Reykdal said during the chat on Thursday that districts and the state have to prepare in case the closure goes longer than expected.
"Right now, our goal is April 27. That's in the order, and that's what we're planning," Reykdal said. "If that doesn't end up being the reality, and the Governor has to extend this, we'll have our districts ready to continue to deliver services."
The questions raised a wide range of concerns — from making sure hungry students are fed, to figuring out what the school year interrupted means for high school seniors.
In response to worries over free school meals, which are crucial to many families throughout the state, Reykdal says districts have expanded their programs so more students can be fed.
"It is primarily breakfast and lunch with some flexibility, and we have asked the community to step up for dinners and weekends for vulnerable families," Reykdal said.
One question asked how the closures might affect high school seniors. Reykdal said there also might be some leeway for some high school seniors who have concerns about graduating on time.
"Our state Board of Education will grant potential waivers for students if they missed a graduation requirement here and there, but they demonstrated their ability to be successful and they were on track prior to graduating," he said.
Korman of the League of Education Voters answered a question raised about why districts can't just switch to online learning.

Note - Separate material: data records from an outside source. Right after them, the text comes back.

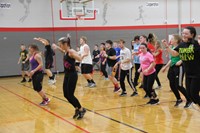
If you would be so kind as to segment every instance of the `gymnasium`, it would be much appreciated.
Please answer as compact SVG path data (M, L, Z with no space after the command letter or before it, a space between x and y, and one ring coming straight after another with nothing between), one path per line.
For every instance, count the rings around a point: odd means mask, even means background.
M199 6L0 0L0 133L198 133Z

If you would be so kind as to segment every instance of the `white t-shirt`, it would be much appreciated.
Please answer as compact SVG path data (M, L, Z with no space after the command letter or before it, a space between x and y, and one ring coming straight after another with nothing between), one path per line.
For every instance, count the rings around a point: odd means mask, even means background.
M131 63L132 56L131 56L131 51L126 47L124 47L124 49L121 49L121 51L120 51L120 61L123 62L123 60L125 60L125 59L130 59L130 62L129 63L121 63L121 69L129 70L133 66Z
M85 53L84 52L85 47L89 48L89 46L87 44L81 45L81 47L80 47L81 56L83 56ZM90 48L89 48L88 55L83 58L83 60L81 61L81 64L91 64L92 65L92 57L91 57L91 53L90 53Z

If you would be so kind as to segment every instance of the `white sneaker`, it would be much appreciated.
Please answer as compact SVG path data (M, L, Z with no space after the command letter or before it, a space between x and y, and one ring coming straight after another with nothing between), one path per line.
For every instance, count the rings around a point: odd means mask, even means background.
M96 87L95 83L91 83L91 85L89 86L90 88Z
M54 85L56 83L56 80L55 79L51 79L51 80L49 80L49 85Z

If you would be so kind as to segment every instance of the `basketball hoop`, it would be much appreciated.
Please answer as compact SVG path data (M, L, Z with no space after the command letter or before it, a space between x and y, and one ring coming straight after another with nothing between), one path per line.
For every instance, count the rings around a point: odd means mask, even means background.
M84 18L82 18L83 16L85 16L85 15L83 15L83 14L76 15L76 18L77 18L77 20L85 20Z

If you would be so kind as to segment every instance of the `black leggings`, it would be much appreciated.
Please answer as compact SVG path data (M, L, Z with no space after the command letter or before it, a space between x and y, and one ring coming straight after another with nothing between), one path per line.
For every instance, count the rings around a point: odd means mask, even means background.
M146 92L146 94L150 97L150 98L156 98L156 93L155 90L153 89L153 84L156 78L156 72L150 74L150 75L144 75L143 78L143 88L144 91Z
M106 72L106 63L104 65L101 63L101 72L103 73L105 78L108 78L108 73Z
M74 106L74 108L81 108L78 99L74 96L78 75L76 72L65 74L63 82L64 97Z
M183 87L183 76L184 70L183 66L172 66L169 68L167 77L169 79L169 85L171 90L173 91L176 99L181 99L179 91L185 96L187 101L191 101L186 89Z
M133 85L133 79L132 79L132 68L129 70L122 70L120 72L120 86L122 88L123 91L126 91L126 87L125 87L125 77L127 77L127 81L130 85L130 87L133 89L133 91L136 91L134 85Z
M160 80L158 78L158 73L160 72L161 68L163 67L163 64L156 64L156 82L158 84L158 86L161 86Z
M186 90L192 101L200 106L200 77L191 78L186 75Z
M134 77L134 85L137 86L138 79L140 77L140 73L138 72L138 69L140 68L140 64L135 64L135 77Z

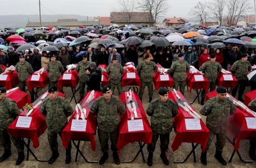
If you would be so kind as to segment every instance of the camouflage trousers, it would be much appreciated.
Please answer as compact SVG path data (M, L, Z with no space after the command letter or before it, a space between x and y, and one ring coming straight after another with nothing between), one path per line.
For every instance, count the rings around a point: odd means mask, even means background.
M161 151L167 151L168 149L169 142L170 141L170 133L164 134L159 134L153 132L152 136L152 142L147 146L147 151L154 152L155 149L155 145L160 136L160 148Z
M107 152L109 151L109 137L111 142L111 150L113 152L117 152L117 144L119 130L117 129L113 132L106 132L98 130L98 139L101 145L101 151Z
M58 141L57 141L57 134L61 138L62 132L56 133L51 132L50 130L47 131L48 142L51 149L52 151L58 150ZM68 144L68 150L70 150L71 148L71 141Z
M210 136L209 137L208 141L207 142L206 148L205 148L205 152L209 150L212 142L213 142L214 139L214 137L216 136L216 142L215 143L215 146L216 147L216 150L218 151L222 152L222 150L224 148L224 146L226 144L226 134L215 134L212 132L210 132Z
M178 91L178 88L179 86L179 91L181 93L184 95L184 92L185 91L185 81L174 81L174 86L173 86L173 88L175 88L176 91Z
M122 94L123 94L123 87L122 87L122 85L121 85L121 81L120 81L120 83L119 83L118 84L115 84L113 82L110 82L110 85L111 90L112 90L113 93L114 93L114 91L115 91L115 87L116 86L116 88L118 91L118 94L119 94L119 95L121 95Z
M140 97L142 97L143 92L146 86L147 86L147 90L149 90L149 97L152 97L153 96L153 81L151 81L150 82L146 82L141 81L141 87L140 90L138 93L138 96Z
M6 129L0 130L0 144L3 146L5 151L11 151L11 139L18 152L22 152L24 150L24 144L21 138L15 139L9 134Z

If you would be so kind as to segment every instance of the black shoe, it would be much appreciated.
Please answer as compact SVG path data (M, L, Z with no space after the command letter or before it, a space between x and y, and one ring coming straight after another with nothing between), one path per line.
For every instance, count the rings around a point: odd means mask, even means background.
M223 165L226 165L227 162L224 160L224 158L222 157L222 152L216 150L216 153L215 153L214 157L215 157L215 158L217 158L217 160L218 160L219 162L220 162L221 164L222 164Z
M9 157L12 153L11 153L11 150L5 150L5 153L3 153L3 155L0 157L0 162L4 161L6 159Z
M17 159L17 161L16 161L16 165L20 165L23 161L24 160L25 158L25 155L24 155L24 152L18 152L18 158Z
M165 151L161 151L160 157L162 159L163 162L165 165L169 165L169 161L166 156Z
M147 157L147 165L149 166L152 166L153 165L153 153L149 152L149 156Z
M53 163L54 163L57 158L58 158L59 156L60 156L60 154L59 153L58 151L53 151L52 156L48 161L48 163L49 164L52 164Z
M201 157L200 157L201 162L204 165L207 165L206 156L207 156L207 152L204 152L201 153Z
M98 162L98 164L100 165L103 165L108 158L109 158L109 153L107 153L107 152L103 152L103 155L101 157L101 159L100 159L100 161Z
M116 165L120 164L120 160L117 152L113 152L114 161Z

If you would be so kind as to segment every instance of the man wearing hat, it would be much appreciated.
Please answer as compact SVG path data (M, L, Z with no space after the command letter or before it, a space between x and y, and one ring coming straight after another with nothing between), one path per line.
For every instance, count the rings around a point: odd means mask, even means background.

He said online learning raises questions about equity.
"There are a lot of families that don’t have access, either to devices because there aren’t enough in the household or there aren’t any for that matter," said Korman.
Reykdal says his office plans to deliver some additional guidance to school districts on Monday about ways to continue to offer learning opportunities despite the distance.
Teachers and other school employees are still getting paid, Reykdal said.
"We want folks to get paid and we want them to produce a contribution to this really monumental moment," said Reykdal.
Reykdal says additional resources for families are listed on the Washington Office of Superintendent of Public Instruction's website.
After the webinar, Korman said at least one thing was clear.
"My biggest takeaway was that the 2019 - 2020 school year is going to be very different from anything we've ever experienced before," he said.
The 41-minute chat session was posted on YouTube.